American avatar technology company

Genies is an American AI avatar and companion company founded by Akash Nigam. Genies' consumer apps and tools allow users to create fully personalized AI avatars to be used in apps and games. Genies offers a software development kit (SDK) enabling developers, brands and talent to create a branded avatar experience and online marketplaces.

Early in 2026, the company announced its first two public IP partners. The MLB's PA, MLB Players Inc. to turn all players into AI Characters and King Records. In 2025, Genies partnered with Unity to bring AI avatars and UGC tools to developers.

Soon after this, the company announced collaborations with the NBPA, WEBTOON and Sanrio. All are focused on Genies mission of providing a visual layer for AI adoption.

Genies consumer products are headlined by Chat, a consumer product where anyone can talk with interactive 3D AI characters spanning categories like Stories & Fantasy, Celebs & Experts, and Life & Relationships.
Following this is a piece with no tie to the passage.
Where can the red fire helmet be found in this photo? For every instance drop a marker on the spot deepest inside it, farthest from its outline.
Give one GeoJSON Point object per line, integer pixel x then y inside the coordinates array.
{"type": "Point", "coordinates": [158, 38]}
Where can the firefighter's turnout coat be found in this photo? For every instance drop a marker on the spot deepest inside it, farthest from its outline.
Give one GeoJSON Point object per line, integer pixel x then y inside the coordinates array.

Each character features a unique personality, backstory, and 3D avatar.

== History ==
Nigam founded a company called Blend, which made a mobile app for college students that gifted items in exchange for sharing photos. The company received an acquisition offer but declined. Shortly after, the pair began using much of Blend's proprietary technology to build Genies. The company also with talent agencies to create digital versions of its clients.

In March 2022, then-former Disney CEO Bob Iger joined the board of the company.

In 2023, Genies created a software development kit aimed at developers, IP and gamers.

Genies have been adopted by celebrities such as Justin Bieber, Russell Westbrook, and Shawn Mendes.

In 2024, Genies unveiled its Avatar Framework, which supports customizable avatars, fashion, and props. In 2025, Genies partnered with Unity to bring AI avatars and UGC tools to developers. Later that year Genies Launches Avatar Creation Tools for Celebrities and Talent Agencies

== Funding ==
The company has raised $250 million in funding from Silicon Valley venture capitalists such as Silver Lake Breyer Capital, Bond Capital, and Bob Iger. Genies has also received funding from other sources, such as entrepreneurs, talent agencies, and Fortune 500 companies. Genies currently employs over 100 people and the company is valued at over $1 billion. In November 2020, Japanese multinational video game developer and publisher Bandai Namco Entertainment announced a $3 million investment in Genies including an expansion in Asia.